Owing to their small horns and unpalatable flesh they are less sought after by hunters than mountain sheep, and thus continue to exist in many accessible places where otherwise they would long since have become exterminated. They are frequently visible on the high ledges of a mountain across the bay from the city of Vancouver and are not difficult to find in many other coastal localities.
Although marvelously surefooted and fearless in traversing the faces of high precipitous slopes, goats lack the springy grace and vivacity of mountain sheep and move with comparative deliberation. They are reputed to show at times a stupid obstinacy when encountered on a narrow ledge, even to the point of disputing the right of way with the hunter.
Their presence lends interest to many otherwise grim and forbidding ranges where, amid a wilderness of glacier-carved escarpments, they endure the winter gales which for days at a time roar about their cliffs and send snow banners streaming from the jagged summits overhead.
Owing to the character of their haunts, mountain goats have few natural enemies. The golden and bald eagles now and then take toll among their kids, but the lynx and mountain lion, their four-footed foes, are not known to prey upon them to any considerable extent. Through overhunting they have vanished from some of their former haunts, but still hold their own in many places, and with effective protection will long continue to occupy their peculiar place in our fauna.

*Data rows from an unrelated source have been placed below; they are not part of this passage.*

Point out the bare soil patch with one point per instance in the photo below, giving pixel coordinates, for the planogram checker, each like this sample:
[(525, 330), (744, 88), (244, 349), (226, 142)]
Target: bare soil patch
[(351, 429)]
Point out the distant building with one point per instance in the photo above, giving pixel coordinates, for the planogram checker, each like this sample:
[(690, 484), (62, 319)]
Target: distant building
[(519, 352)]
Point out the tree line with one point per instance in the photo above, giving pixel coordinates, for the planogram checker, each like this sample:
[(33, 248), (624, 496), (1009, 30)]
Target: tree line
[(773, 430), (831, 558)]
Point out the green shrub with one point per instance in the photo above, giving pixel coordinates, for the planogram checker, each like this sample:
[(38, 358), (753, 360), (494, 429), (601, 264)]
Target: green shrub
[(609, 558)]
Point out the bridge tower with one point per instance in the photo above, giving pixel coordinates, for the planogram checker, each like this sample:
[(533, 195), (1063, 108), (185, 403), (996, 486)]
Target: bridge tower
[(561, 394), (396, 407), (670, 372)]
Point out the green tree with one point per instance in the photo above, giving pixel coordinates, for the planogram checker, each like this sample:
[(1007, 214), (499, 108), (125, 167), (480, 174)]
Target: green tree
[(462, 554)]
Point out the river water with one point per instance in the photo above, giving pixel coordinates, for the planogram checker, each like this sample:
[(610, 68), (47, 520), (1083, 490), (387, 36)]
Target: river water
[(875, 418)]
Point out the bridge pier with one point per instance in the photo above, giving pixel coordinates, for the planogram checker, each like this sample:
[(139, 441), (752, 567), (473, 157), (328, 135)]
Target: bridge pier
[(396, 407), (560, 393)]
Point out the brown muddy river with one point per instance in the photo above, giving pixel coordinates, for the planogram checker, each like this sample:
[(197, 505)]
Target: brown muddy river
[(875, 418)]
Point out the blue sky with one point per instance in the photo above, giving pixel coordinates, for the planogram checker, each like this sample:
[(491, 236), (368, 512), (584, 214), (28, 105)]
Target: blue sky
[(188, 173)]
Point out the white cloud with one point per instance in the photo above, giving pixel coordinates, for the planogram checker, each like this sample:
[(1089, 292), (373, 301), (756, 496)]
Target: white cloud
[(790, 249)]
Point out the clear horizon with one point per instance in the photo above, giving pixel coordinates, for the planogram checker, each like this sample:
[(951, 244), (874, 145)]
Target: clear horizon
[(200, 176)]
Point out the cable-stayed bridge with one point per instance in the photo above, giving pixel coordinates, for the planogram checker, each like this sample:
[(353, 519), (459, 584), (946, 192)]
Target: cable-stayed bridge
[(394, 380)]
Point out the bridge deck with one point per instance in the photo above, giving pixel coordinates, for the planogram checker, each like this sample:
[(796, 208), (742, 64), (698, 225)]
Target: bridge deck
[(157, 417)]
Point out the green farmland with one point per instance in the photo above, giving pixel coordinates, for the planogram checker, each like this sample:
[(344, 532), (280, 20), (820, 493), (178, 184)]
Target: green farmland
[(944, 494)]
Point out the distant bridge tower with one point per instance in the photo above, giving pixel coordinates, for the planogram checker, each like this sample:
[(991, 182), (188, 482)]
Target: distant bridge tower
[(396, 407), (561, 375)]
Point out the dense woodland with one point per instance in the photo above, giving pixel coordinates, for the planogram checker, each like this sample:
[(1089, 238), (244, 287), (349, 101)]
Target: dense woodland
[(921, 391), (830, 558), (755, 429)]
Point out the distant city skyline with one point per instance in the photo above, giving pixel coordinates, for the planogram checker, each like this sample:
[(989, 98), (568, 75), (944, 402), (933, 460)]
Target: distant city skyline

PRONG-HORN ANTELOPE (Antilocapra americana and its geographic races)
Unique among the antelope of the world, among which it has no near relatives, the prong-horn, because of its beauty of coloration, its grace, and fleetness, claims the attention of sportsmen and nature lovers alike. It is a smaller and slenderer animal than the larger forms of the Virginia deer. Its hair is coarse and brittle, and the spongy skin lacks the tough fiber needed to make good buckskin. Both sexes have horns, those of the doe being smaller and slenderer. One of the extraordinary peculiarities of this antelope is its habit of shedding the horns every fall and the developing new horns over the remaining bony core.
The rump patch of the prong-horn is formed of long pure white hairs, which in moments of excitement or alarm are raised on end to form two great chrysanthemum-like white rosettes that produce an astonishingly conspicuous directive color mark. The power to raise these hairs is exercised by the fawns when only a few days old. Even when the hairs are not erected the rump patch is conspicuous as a flashing white signal to a distance of from one to two miles as the antelope gallops away. When the animal whose rump signal has been plainly visible at a distance suddenly halts and faces about to look back, as is a common custom, its general color blends with that of the background and it vanishes from sight as by magic.
Early explorers discovered antelope in great abundance over a vast territory extending from near the present location of Edmonton, Alberta, south to near the Valley of Mexico, and from central Iowa west to the Pacific coast in California. They were specially numerous on the limitless plains of the “Great American Desert,” where our pioneers found them in great bands, containing thousands, among the vast herds of buffalo. So abundant were they that it has been estimated that on the Great Plains they equaled the buffalo in numbers. Now reduced to a pitiful remnant of their former numbers, they exist only in widely scattered areas, where they are constantly decreasing. Fortunately they are strictly protected by law in most of their remaining territory.
The great herds containing thousands of antelope were usually formed late in fall and remained together throughout the winter, separating into numerous smaller parties during the summer. For years following the completion of the transcontinental railroads they were commonly seen from the car windows as trains crossed the Great Plains. At such times their bright colors and graceful evolutions, as they swept here and there in erratic flight or wheeled in curiosity to gaze at the passing train, never failed to excite the deepest interest.
In early days prong-horns were noted for their curiosity and were frequently lured within gun-shot by waving a red flag or by other devices. I have repeatedly seen them circle or race a team, or a horseman, crossing their range. In racing a horseman traveling along an open road or trail they gradually draw nearer until finally every member of the band dashes madly by only a few yards in front and then straight away across the plains in full flight.